Nelson previously collaborated on a study showing that almost 25 percent of men with metastatic prostate cancer had tumors with mutations in DNA-repair genes. Drugs aimed at treating other types of tumors that lack the ability to repair DNA are already in the clinic, including PARP inhibitors for ovarian cancer. A recent clinical trial of one PARP inhibitor showed dramatic responses in men whose prostate tumors had DNA-repair defects.
“Our [new] study showed that if you biopsied one tumor in that man, and you showed [the cells] had a DNA repair defect, it would be present in the other tumors from that man. And so you could be pretty confident to try that type of drug,” said Nelson, though he noted that PARP inhibitors are not yet approved for patients with prostate cancer.
However, drugs currently available for prostate cancer may also be good candidates for tailored use against some of these types of tumors. Nelson and colleagues at UW published acase report in December of 2015 describing three patients with metastatic prostate cancer who all had dramatic responses to a platinum-based drug — a drug also known to be effective against tumors with defects in their ability to repair DNA and used extensively in ovarian cancer treatment.
“And that’s a drug we can use today because it is approved for prostate cancer,” said Nelson.
Oncologists already have tools to analyze successful biopsies of their patients’ tumors. “We have an assay today called UW-OncoPlex that we can order to assess the mutation status of a man’s tumor,” said Nelson. “In many situations, this is now a very straightforward procedure and very useful information can be obtained to guide therapy.”
However, it’s not always easy to get the necessary information from biopsies, Nelson said. He noted that prostate cancer often metastasizes to the bone, and this hard substance can make it difficult to remove tumor cells to analyze. Consequently, information about tumor cells can only be gleaned from about 65 percent of bone biopsy samples.

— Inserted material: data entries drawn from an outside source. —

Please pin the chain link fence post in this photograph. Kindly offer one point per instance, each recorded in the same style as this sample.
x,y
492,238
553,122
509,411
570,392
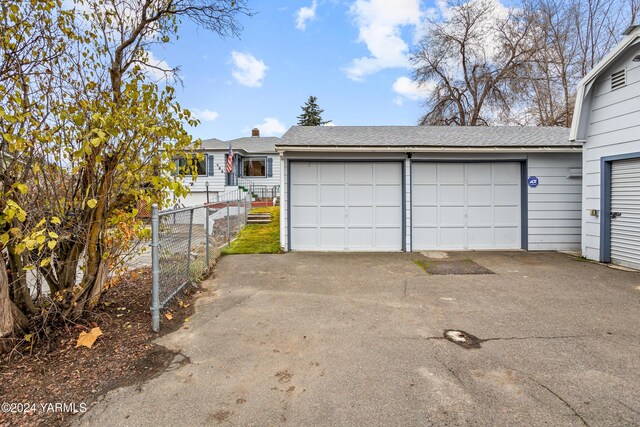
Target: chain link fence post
x,y
155,269
207,258
189,246
228,226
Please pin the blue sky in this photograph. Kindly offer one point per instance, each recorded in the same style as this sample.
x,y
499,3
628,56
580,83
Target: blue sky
x,y
351,54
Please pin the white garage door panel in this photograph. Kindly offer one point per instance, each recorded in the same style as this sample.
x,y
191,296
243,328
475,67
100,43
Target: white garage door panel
x,y
466,206
625,199
346,206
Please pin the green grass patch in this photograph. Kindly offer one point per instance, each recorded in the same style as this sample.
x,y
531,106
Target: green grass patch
x,y
258,238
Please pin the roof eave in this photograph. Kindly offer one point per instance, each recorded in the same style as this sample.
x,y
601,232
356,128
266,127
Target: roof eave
x,y
424,149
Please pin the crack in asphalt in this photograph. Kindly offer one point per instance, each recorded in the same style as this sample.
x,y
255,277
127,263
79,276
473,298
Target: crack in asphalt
x,y
515,338
628,407
560,398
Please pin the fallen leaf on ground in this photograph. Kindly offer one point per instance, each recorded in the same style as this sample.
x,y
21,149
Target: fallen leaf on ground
x,y
88,338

But tumors often shed cells and snippets of DNA into the bloodstream. Nelson and his colleagues are working to develop a much less invasive, blood-based test to detect those free-floating cells or molecules in order to one day replace biopsies of metastases.
The researchers will also need to explore how a patient’s disease might adapt to a therapy custom-selected based on a biopsy result. The blood-based test that Nelson’s team is working on would make this project easier, since repeated biopsies can cause tissue damage to patients. Their newly published analysis “doesn’t tell you what will happen over time, under the selective pressure of your treatment. And those are the next studies that need to happen,” said Nelson.